Wednesday, May 15, 2013


“There are things known and there are things unknown, and in between are the doors of perception.”  ~Aldous Huxley

Recently I wanted to treat my daughter to her all-time favorite cookie, Russian Tea Cakes.  I have embraced the positive side of gluten free for all it has given me, and want her to grow up with a good attitude about the abundance that is still possible. 
Ah, but maybe not quite as positive as I had thought.  
Knowing (or believing) they are not the easiest cookie. And, with the substitutions needed to keep them gluten and dairy free, I went into the project feeling more than a little daunted

The original batch was a total disaster - I mean total disaster.... and I was growling and swearing in the kitchen (out of the little one's earshot) blaming gluten-free flour, 'fake' butter, etc!  "How can anyone make stuff with these ingredients? This will never work! How can anyone do this!"

Assuming the substitutions were the culprit. They were the easy target to blame, right?  

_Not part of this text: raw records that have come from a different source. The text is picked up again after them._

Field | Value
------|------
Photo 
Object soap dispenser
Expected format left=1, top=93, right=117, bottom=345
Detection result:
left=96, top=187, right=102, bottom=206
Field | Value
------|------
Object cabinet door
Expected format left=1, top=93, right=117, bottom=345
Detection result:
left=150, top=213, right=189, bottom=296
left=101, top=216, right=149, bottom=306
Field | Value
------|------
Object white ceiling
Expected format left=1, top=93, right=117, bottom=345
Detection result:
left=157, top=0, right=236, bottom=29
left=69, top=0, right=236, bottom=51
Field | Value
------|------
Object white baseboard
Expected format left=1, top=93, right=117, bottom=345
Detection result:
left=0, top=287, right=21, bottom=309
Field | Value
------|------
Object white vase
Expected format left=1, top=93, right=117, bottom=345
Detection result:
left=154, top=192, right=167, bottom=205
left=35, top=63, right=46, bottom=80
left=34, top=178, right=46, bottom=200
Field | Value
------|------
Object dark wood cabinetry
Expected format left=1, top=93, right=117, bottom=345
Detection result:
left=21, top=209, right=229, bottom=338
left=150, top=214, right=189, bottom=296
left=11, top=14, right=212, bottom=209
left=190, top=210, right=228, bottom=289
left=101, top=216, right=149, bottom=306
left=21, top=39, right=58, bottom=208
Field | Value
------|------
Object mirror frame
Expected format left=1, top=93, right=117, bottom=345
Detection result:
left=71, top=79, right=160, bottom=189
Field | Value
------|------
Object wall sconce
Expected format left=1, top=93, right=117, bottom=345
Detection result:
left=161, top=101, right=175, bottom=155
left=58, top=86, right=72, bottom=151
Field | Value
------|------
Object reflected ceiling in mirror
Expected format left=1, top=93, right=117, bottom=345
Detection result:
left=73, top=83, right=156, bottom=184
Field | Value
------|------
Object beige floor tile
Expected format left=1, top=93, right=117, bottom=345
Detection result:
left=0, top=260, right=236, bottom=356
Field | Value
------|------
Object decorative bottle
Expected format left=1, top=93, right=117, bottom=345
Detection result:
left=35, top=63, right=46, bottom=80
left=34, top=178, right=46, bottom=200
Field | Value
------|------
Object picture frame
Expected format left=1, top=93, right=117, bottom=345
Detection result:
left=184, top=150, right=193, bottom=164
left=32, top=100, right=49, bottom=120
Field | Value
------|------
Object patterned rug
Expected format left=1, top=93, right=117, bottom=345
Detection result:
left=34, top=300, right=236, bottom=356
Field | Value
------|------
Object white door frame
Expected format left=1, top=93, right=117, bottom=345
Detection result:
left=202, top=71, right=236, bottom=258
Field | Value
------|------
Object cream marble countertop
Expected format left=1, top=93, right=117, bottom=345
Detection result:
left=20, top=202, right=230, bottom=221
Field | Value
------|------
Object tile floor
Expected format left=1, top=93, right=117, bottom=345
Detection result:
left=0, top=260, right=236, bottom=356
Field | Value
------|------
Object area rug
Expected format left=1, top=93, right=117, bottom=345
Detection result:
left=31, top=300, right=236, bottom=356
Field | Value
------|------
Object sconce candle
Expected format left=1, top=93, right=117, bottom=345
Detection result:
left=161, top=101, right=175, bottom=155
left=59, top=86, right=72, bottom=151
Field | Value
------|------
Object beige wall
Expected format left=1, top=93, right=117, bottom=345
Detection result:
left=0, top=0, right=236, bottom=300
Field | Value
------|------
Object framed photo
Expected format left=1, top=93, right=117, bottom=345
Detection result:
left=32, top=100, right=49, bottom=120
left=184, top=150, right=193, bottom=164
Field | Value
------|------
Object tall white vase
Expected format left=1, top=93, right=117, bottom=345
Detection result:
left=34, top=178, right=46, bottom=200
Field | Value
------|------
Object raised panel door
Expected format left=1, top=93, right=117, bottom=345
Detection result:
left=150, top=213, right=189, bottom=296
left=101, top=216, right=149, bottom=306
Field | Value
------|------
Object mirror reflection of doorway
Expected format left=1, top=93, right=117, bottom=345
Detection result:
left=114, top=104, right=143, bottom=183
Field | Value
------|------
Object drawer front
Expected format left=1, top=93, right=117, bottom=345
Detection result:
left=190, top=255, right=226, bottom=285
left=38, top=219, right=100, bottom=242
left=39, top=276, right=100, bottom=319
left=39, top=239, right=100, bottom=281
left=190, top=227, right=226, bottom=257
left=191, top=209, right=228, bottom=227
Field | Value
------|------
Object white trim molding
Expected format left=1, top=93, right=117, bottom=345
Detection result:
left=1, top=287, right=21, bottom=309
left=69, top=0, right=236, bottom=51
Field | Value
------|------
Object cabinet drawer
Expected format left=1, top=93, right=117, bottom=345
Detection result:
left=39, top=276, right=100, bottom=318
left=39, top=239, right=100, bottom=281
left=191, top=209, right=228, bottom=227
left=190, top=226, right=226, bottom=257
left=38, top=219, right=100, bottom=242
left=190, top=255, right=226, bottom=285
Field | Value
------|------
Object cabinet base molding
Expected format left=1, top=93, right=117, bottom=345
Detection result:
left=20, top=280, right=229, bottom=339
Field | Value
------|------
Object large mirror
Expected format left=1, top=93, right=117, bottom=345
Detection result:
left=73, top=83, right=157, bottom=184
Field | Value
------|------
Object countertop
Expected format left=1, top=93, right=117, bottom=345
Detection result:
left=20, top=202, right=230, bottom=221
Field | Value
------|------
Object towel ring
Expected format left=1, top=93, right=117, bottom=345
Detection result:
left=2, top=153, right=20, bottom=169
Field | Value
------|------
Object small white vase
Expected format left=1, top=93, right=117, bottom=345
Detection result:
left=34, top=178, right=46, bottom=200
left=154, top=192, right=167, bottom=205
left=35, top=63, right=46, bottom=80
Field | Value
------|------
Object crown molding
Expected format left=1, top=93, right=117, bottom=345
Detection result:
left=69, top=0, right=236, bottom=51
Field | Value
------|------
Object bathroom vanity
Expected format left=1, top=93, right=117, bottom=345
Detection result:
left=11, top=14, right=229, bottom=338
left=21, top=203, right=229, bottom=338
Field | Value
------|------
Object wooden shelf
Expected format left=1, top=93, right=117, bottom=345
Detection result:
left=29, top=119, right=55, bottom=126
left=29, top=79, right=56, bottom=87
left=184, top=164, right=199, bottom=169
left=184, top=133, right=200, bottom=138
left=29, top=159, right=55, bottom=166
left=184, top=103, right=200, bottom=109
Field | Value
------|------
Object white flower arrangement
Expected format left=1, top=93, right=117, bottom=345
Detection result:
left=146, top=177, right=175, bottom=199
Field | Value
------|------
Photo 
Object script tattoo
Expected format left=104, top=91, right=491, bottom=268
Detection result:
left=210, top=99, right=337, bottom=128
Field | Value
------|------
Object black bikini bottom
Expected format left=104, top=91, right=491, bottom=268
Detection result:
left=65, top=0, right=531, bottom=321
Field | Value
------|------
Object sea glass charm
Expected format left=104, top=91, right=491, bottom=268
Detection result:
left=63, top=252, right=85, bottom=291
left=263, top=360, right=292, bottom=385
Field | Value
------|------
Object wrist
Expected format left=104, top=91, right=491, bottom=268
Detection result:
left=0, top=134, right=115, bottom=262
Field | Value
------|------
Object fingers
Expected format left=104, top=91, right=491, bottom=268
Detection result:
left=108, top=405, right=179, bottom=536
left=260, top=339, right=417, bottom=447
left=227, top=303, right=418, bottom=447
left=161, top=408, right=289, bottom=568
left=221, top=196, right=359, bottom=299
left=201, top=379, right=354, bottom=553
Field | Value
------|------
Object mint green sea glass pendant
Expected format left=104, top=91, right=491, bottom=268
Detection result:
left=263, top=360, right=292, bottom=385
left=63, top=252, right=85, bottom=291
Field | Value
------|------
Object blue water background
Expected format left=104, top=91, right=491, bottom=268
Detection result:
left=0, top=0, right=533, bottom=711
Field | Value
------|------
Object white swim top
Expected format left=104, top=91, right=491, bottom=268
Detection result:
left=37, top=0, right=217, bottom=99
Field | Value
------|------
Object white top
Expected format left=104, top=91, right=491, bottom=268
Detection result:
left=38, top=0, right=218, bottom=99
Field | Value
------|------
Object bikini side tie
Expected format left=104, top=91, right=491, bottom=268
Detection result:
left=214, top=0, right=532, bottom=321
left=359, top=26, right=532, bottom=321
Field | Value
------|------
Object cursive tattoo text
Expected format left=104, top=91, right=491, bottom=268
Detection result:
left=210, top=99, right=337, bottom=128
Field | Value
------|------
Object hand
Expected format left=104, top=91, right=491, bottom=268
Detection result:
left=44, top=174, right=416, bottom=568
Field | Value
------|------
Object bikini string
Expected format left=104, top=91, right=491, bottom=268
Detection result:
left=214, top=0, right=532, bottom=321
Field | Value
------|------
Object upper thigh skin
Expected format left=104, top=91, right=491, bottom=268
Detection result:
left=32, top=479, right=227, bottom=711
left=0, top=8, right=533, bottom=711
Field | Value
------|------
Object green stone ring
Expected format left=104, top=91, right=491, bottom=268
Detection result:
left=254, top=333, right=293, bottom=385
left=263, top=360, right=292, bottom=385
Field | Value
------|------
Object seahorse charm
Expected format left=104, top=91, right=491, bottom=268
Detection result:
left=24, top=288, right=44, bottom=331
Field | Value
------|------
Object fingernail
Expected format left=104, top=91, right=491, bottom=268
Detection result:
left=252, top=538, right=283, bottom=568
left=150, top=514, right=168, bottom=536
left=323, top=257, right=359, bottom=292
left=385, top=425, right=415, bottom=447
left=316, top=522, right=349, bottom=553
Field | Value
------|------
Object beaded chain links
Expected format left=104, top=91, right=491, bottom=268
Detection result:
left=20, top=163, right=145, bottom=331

But, on quiet reflection of the recipe, a good night sleep, and then checking to see if there was enough butter in the house to try again - it hit me!  I had only put in half of the 'butter' needed!  HALF!  Anyone who's made Russian Tea Cakes knows that the butter is key to holding them together.

It was my error. 
Not the gluten-free flour. 
Not the butter substitute.  
In fact, my second attempt, with the correct amount of everything, they came out deliciously, abundantly perfect, and exactly like a 'normal' Russian Tea cake.

I used Emeril Lagasse's recipe on Food Network using an all purpose gf flour and Earth Balance natural buttery spread.

My daughter was thrilled with the cookies and said they were the best ever!  And, I learned a valuable lesson about perception.